藤浪 自分自身、先発ローテーションに入るかどうかも分からない投手だと思っていた状況の中で「開幕投手」を任せられることになりました。聞いたときビックリしましたし、当日の試合までの約3週間は緊張もしましたし、いろいろなことを考えながら日々を過ごしていました。でも、いざ開幕戦のマウンドに上がったら、正直そこまでの緊張はなかったです。
――やはり大舞台に慣れているんですね。
藤浪 多少は緊張したんですよ。でもこれくらいの緊張なら経験したことあるなあ、という感覚でした。

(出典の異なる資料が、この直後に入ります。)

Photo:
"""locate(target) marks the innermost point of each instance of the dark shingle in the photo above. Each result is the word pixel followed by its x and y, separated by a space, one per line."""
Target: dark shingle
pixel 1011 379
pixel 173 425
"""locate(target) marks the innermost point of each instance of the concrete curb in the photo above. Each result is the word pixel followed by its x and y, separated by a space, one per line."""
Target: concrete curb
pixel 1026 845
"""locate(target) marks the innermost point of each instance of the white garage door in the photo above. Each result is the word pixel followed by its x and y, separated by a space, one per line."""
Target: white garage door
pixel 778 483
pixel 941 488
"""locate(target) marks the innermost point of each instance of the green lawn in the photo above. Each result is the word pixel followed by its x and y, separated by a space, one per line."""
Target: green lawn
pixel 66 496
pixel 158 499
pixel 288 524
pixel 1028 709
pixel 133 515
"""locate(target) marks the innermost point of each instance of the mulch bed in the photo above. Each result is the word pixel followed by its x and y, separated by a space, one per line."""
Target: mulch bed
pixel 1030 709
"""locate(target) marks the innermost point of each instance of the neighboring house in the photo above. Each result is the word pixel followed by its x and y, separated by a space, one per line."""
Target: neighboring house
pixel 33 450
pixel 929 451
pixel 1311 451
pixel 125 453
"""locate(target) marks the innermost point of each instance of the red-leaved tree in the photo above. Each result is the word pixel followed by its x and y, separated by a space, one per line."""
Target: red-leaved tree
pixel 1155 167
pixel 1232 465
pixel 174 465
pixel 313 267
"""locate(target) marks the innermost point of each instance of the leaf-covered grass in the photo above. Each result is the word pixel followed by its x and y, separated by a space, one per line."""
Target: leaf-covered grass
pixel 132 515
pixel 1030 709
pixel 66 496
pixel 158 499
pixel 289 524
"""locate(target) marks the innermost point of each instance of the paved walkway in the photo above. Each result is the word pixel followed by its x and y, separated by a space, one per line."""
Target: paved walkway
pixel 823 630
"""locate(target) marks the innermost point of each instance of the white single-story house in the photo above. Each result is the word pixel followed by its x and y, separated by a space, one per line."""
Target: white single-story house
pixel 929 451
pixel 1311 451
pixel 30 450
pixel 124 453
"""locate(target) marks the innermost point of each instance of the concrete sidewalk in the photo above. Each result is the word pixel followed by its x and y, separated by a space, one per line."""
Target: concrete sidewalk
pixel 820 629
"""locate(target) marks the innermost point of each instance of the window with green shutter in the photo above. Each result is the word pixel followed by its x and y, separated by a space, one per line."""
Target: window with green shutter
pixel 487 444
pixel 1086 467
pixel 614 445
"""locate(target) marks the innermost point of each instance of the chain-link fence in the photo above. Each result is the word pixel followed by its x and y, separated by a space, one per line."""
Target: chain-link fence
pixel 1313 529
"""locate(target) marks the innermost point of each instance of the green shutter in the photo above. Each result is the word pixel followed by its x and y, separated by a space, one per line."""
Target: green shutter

――5回2失点と試合は作りました。勝ち投手は逃しましたが、チームの勝利に貢献しました。この勝ちがチームに勢いを付けたと思います。
藤浪 はい、それは僕もそう思います。僕自身も、開幕をうまくしのげたら、シーズンに乗っていけるだろうな、とは思っていましたから。「開幕投手・藤浪」というのは、少し賭けに近い部分があったのでは、と。僕は2年間で1勝しかしてない投手です。その投手で開幕戦を取れたら、チームは勢いに乗れるのではないか、と僕自身もひそかに思っていました。それがうまくいったと思います。それと開幕3連勝でチームに勢いが出たかなと思います。現在チームの雰囲気はいいですし、いい空気感があると思います。
――そういうチームのシーズンの流れのことを考えていたからこそ、開幕戦前に少し緊張していたのでしょうか。